A question to the author. Can you perform an ablation study with respect to the chunks? In other words, if you put in the context irrelevant/random chunks from the document would the quality of answers decrease/stay similar?
Potential issue might be that chunks just serve to activate massive knowledge of GPT4 and not actually used as a basis for an answer. For example, GPT4 has surely seen Dune in its training corpus and could be answering from memory.
This is an interesting idea. I'll have a think about a way to start measuring it. In Unriddle, any responses given that aren't drawn from the document are prefaced with a message to that effect. The bot usually says something like "I appreciate your curiosity about [query], but as an AI assistant, my primary focus is to provide advice on [document description]."

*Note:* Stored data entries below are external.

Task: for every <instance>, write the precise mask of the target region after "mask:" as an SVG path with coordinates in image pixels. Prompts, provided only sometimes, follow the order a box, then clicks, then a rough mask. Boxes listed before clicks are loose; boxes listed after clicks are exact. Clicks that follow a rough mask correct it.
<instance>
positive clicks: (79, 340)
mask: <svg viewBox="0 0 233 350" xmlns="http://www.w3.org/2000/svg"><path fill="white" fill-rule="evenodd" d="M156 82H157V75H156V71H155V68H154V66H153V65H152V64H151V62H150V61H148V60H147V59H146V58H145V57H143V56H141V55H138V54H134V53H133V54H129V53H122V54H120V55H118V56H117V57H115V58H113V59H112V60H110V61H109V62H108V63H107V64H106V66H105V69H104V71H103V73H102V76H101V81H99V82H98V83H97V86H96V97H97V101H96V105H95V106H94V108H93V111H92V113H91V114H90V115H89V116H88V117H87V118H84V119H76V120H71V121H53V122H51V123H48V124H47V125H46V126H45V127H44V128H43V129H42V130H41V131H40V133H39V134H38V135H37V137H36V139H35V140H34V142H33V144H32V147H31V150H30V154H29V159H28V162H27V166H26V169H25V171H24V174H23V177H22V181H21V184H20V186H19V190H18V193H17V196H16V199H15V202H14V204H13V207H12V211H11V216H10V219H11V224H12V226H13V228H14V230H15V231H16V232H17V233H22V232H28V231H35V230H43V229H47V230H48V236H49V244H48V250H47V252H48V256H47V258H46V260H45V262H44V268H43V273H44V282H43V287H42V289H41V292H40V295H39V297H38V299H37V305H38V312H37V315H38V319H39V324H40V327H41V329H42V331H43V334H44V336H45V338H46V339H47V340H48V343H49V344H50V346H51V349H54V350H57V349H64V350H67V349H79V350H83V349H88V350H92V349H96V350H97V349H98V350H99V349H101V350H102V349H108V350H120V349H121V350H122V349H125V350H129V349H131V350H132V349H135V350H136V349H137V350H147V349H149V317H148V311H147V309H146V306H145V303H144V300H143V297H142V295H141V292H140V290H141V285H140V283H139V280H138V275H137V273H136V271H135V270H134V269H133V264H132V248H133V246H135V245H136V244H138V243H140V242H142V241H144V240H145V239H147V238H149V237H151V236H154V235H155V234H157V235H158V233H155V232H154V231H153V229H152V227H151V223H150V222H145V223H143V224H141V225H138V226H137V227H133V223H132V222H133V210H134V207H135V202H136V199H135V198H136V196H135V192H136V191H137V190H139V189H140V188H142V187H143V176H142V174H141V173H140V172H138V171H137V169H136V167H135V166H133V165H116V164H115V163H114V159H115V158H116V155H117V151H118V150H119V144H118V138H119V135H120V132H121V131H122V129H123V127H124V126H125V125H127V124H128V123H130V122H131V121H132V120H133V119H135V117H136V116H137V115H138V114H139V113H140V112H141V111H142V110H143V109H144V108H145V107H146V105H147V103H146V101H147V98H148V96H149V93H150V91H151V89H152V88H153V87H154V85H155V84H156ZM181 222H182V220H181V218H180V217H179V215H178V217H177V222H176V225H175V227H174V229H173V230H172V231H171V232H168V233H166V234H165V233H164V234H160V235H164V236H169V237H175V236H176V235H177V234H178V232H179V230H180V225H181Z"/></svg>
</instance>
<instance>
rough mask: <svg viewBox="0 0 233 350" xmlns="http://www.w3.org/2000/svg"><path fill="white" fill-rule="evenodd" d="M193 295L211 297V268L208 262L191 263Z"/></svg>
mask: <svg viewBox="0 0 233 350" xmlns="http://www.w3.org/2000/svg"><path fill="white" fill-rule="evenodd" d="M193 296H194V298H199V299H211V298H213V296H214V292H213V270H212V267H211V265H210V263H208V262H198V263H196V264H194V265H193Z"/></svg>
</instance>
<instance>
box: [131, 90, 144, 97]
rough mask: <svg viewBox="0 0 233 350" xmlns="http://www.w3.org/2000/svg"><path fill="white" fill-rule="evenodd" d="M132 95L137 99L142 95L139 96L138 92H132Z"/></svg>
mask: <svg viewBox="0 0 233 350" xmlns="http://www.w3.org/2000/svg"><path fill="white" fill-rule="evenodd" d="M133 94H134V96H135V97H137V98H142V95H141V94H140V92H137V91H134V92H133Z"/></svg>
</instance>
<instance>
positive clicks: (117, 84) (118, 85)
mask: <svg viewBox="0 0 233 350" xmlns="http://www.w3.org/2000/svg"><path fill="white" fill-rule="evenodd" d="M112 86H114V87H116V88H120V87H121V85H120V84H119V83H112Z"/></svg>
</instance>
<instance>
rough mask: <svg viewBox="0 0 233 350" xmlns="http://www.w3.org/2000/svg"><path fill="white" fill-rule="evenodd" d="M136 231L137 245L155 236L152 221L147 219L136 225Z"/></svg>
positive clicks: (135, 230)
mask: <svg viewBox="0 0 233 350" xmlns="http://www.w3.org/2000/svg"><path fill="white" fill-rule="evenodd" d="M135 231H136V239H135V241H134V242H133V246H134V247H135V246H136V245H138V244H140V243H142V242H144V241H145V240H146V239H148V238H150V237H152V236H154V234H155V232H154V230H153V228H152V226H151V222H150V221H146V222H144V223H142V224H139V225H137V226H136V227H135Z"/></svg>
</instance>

I'm looking for a more holistic solution that "understands" the entirety of a book (let's say fiction to drive the point) and can "reason" about character arcs / action evolution throughout the entire narrative.

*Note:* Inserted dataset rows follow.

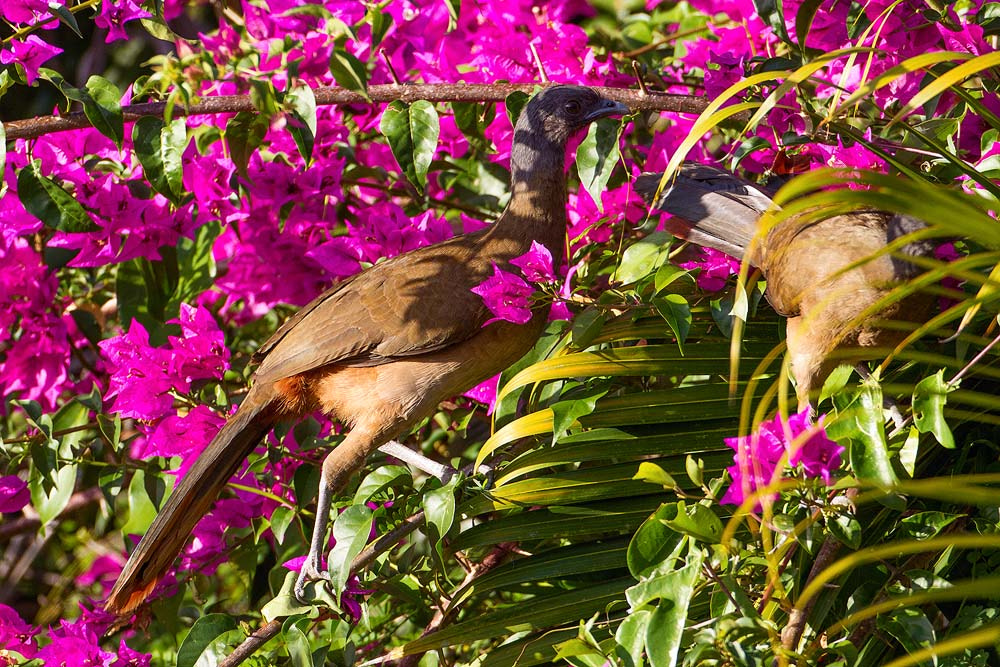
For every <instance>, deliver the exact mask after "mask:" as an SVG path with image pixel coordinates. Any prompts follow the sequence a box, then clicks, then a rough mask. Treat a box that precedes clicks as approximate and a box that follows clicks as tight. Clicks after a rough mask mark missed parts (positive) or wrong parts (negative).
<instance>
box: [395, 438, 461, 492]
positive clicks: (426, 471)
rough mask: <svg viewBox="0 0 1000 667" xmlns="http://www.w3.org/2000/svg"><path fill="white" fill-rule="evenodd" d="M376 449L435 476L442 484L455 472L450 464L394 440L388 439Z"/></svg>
mask: <svg viewBox="0 0 1000 667" xmlns="http://www.w3.org/2000/svg"><path fill="white" fill-rule="evenodd" d="M378 450H379V451H380V452H382V453H383V454H388V455H389V456H391V457H393V458H397V459H399V460H400V461H402V462H403V463H406V464H408V465H411V466H413V467H414V468H416V469H418V470H422V471H424V472H425V473H427V474H428V475H431V476H432V477H437V478H438V479H440V480H441V482H442V483H444V484H447V483H448V480H449V479H451V476H452V475H454V474H455V469H454V468H452V467H451V466H449V465H445V464H443V463H438V462H437V461H431V460H430V459H429V458H427V457H426V456H424V455H423V454H421V453H420V452H416V451H414V450H412V449H410V448H409V447H407V446H406V445H403V444H401V443H399V442H396V441H395V440H390V441H389V442H387V443H385V444H384V445H382V446H381V447H379V448H378Z"/></svg>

There are lots of solutions using embeddings which basically boil down to a text search and picking some number of sentences / paragraphs around the search results to construct a "context", which may work with a limited set of technical / non-fiction documents but is otherwise of narrow use.
Hey Naveed, this is a great project well done. I'm curious about the summarisation of longform content. You mention that you're using Langchain - are you using the MapReduce approach for documents that exceed the 32k context window, or some other approach? 600 pages at ~500 words/tokens a page would mean about $20 to mapreduce through a big doc, which seems crazy especially if you iterate on those 'summary' prompts. Or are you using embeddings for everything including summary prompts?
I believe that those chatbots would be a great solution for Reference Manuals / User manuals for microcontrollers. Those documents usually have thousands of pages (less than 10000) sometimes logically and sometimes absurdly illogically sorted.
But those tools are severely limited on maximum amount of pages. This tool has max 300 pages. ChatPDF (or how it was named) has limit on 2000 pages in paid version. So I will need to wait until those models are more available.
I'm just exploring whether or not it's useful. If people continue using it and/or it evolves into something more useful, I'll likely charge a monthly fee for access to certain features (e.g. longer pdfs, merging multiple pdfs into one bot, having multiple bots). The plan is to keep it partially free though
Got it. Thank you
Currently is there any limit on the pdf sizes or number of pages to upload. For example, if I upload my entire book pdf (500pages), it will cost you a lot.
Can it ingest multiple PDFs in the same 'context', or would I have to assemble it all into one (under the 50mb limit)?
What is it using to
Can we (provoke you to) set the model temperature in the conversation to either minimize the hallucinating or increase the 'conjecture/BS/marketing-claims' factor?
Right now it's just one pdf per bot but yeah you could hack it by merging the pdfs and then generating a new bot. Interesting suggestion - did you notice a particular hallucination? What kind of docs would be high vs. low temperature?
Yes. See this comment [0] Another HNer with API access tried just ingesting the paper without context and some instructions and model-temp=0 and got better results.
I've also found in my area that it'll happily hallucinate stuff -- after all, it has zero actual understanding, it just predicts the most likely filler in the given context.
Tamping that down and just getting it to cut out the BS/overconfidence response patterns and reply with "I know X and I don't know Y" would be incredibly useful.
When we get back an "IDK", we can probe in a different way, but falsely thinking that we know something when we are actually still ignorant is worse than just knowing we've not yet got an answer.